Noninfectious uveitis relapse lower with infliximab vs adalimumab

21 Feb 2022
Noninfectious uveitis relapse lower with infliximab vs adalimumab

Among patients with sight-threatening noninfectious uveitis (NIU), those treated with infliximab are less likely to relapse than those who received adalimumab, a study has found.

The observational retrospective multicentre study included 330 patients (median age 36 years, 45.2 percent male) with sight-threatening NIU (ie, retinal vasculitis and/or macular oedema). These patients were treated with antitumour necrosis factor (anti-TNF) alpha agents—either intravenous infliximab (5 mg/kg at weeks 0, 2, 6 and every 4–6 weeks) or subcutaneous adalimumab (80 mg then 40 mg every 2 weeks).

Researchers looked at the medical records of patients and collected data on relapse rate, complete response of NIU, corticosteroid sparing effect, and safety.

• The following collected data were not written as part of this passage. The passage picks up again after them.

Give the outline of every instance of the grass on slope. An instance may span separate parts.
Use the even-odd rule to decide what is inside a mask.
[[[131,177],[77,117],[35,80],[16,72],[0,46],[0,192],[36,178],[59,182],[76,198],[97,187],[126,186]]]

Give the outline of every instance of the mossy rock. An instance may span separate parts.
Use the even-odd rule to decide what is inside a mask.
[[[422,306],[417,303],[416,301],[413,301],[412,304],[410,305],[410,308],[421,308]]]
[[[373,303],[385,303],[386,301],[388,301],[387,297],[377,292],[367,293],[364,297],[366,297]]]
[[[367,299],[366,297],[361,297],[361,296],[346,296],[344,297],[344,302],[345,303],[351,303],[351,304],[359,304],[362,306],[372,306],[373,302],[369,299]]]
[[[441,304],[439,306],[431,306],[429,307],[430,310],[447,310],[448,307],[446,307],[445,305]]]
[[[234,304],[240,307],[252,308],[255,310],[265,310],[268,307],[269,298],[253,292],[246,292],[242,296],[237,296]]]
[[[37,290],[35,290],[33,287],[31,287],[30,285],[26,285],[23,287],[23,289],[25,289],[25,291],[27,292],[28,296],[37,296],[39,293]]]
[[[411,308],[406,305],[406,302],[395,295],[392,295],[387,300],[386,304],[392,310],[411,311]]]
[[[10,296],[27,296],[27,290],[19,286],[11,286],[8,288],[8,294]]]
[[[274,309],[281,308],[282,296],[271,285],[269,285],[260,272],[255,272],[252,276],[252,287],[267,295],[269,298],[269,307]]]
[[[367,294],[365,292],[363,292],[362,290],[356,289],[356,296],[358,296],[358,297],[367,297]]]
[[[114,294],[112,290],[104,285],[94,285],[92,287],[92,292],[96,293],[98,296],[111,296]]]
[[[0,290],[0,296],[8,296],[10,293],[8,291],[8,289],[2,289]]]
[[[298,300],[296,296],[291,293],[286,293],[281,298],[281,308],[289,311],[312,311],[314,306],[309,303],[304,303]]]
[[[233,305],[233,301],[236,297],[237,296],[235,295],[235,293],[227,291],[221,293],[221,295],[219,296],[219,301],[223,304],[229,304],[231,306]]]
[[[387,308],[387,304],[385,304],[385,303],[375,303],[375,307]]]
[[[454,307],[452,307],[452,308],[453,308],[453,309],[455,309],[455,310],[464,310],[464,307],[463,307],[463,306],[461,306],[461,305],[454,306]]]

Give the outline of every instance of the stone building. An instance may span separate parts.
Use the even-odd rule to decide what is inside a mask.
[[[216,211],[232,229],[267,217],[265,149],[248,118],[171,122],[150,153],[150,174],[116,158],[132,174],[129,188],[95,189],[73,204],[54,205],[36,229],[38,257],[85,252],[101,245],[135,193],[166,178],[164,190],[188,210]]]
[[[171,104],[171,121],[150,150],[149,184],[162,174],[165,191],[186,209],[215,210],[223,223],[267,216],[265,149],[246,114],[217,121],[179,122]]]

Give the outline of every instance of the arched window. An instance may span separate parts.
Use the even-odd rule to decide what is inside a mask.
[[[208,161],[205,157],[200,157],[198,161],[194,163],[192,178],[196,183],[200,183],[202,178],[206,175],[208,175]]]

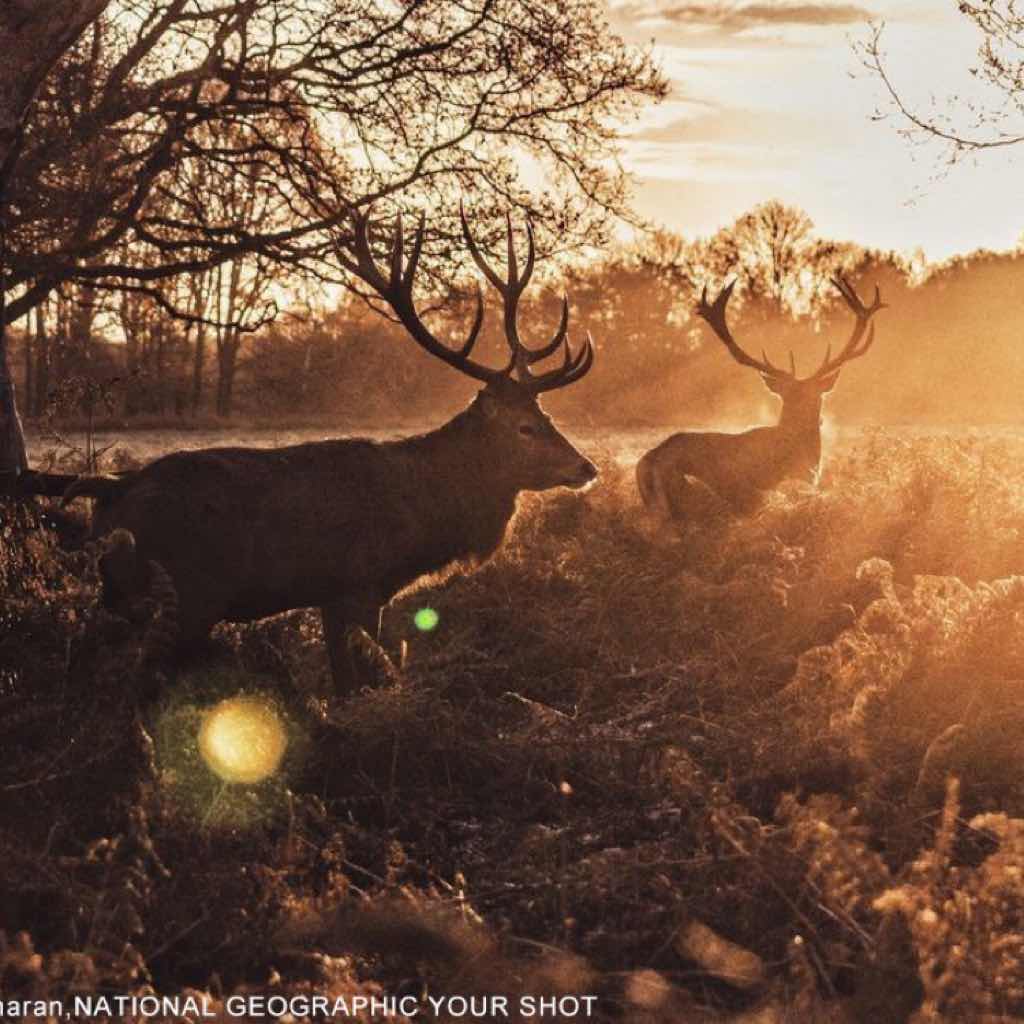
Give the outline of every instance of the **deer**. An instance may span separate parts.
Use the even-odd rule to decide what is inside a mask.
[[[338,697],[363,685],[351,631],[377,641],[384,608],[418,581],[472,570],[499,547],[525,491],[582,489],[595,465],[561,434],[540,396],[579,381],[594,361],[589,333],[573,349],[563,297],[553,336],[528,347],[519,335],[519,303],[534,270],[527,221],[523,269],[507,217],[507,268],[500,276],[473,239],[460,207],[462,234],[484,278],[499,294],[509,349],[505,366],[472,358],[484,320],[476,312],[465,340],[442,342],[413,299],[423,249],[420,218],[405,257],[402,219],[390,256],[378,264],[370,215],[353,214],[354,231],[338,259],[394,312],[429,355],[479,382],[475,398],[443,426],[393,441],[345,438],[275,449],[207,448],[164,455],[119,476],[77,479],[64,502],[95,499],[94,538],[123,533],[117,558],[100,561],[104,604],[116,609],[145,592],[151,563],[178,593],[179,649],[201,646],[221,621],[254,621],[295,608],[319,608]],[[551,369],[533,369],[561,352]],[[379,651],[379,647],[376,648]]]
[[[775,366],[762,352],[756,359],[737,344],[726,321],[726,306],[736,286],[727,284],[713,302],[704,286],[696,313],[712,329],[726,351],[741,366],[756,370],[772,394],[782,400],[774,426],[742,433],[683,431],[673,434],[641,456],[636,466],[640,498],[662,525],[705,518],[723,509],[750,515],[766,493],[784,480],[816,483],[821,464],[822,402],[836,384],[842,368],[865,355],[874,343],[874,315],[885,308],[878,287],[865,305],[842,276],[832,278],[854,314],[849,340],[832,355],[831,346],[810,376],[797,376],[793,353],[789,370]]]

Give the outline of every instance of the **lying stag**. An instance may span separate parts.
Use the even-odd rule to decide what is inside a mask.
[[[94,536],[122,529],[135,537],[138,557],[131,566],[101,564],[108,604],[116,607],[142,590],[143,567],[159,563],[178,591],[183,649],[221,620],[319,607],[341,694],[360,682],[347,642],[351,627],[376,637],[381,612],[399,591],[424,575],[488,558],[521,491],[580,488],[597,476],[538,403],[542,392],[572,384],[590,369],[590,337],[570,350],[563,300],[550,342],[531,349],[519,339],[519,300],[534,265],[529,225],[520,273],[509,220],[502,280],[462,217],[469,251],[504,305],[511,356],[500,370],[470,358],[483,321],[479,292],[474,323],[457,349],[439,341],[417,314],[412,291],[423,222],[405,262],[399,218],[386,273],[374,260],[368,228],[368,217],[358,215],[352,253],[340,256],[342,264],[391,306],[427,352],[484,384],[468,408],[437,430],[400,441],[175,452],[119,478],[80,479],[65,495],[98,499]],[[531,372],[532,364],[559,349],[559,366]]]
[[[761,374],[768,390],[782,399],[782,411],[773,427],[755,427],[740,434],[673,434],[647,452],[637,463],[636,480],[640,497],[658,519],[683,522],[700,518],[701,510],[722,503],[747,514],[781,481],[817,479],[822,398],[835,386],[843,365],[871,347],[875,328],[870,321],[884,308],[877,287],[874,301],[865,306],[843,278],[834,278],[832,283],[856,317],[853,333],[835,358],[829,348],[821,366],[802,380],[796,375],[792,353],[787,371],[774,366],[767,356],[754,359],[736,343],[725,320],[735,281],[726,285],[713,303],[708,302],[705,287],[697,304],[698,316],[708,322],[736,362]]]

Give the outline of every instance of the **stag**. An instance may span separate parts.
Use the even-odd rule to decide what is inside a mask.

Behçet's disease was the most common aetiology of uveitis included (27 percent), followed by idiopathic juvenile arthritis (5.8 percent) and sarcoidosis (5.5 percent). The estimated relapse rate at 6 months after introduction of biological agents was 13 percent (95 percent confidence interval [CI], 0.009–0.16).

Compared with adalimumab, infliximab was associated with a lower risk of relapse (hazard ratio [HR], 0.52, 95 percent CI, 0.36–0.77; p=0.001). However, the two drugs were similar in terms of complete response rate of NIU and corticosteroid-sparing effect.

Of note, patients with Behçet's disease were more likely to achieve complete response (HR, 2.04, 95 percent CI, 1.16–3.60; p=0.01) and less likely to relapse (HR, 0.53, 95 percent CI, 0.33–0.85; p=0.009) with an anti-TNF alpha agent as compared with patients with other causes of NIU.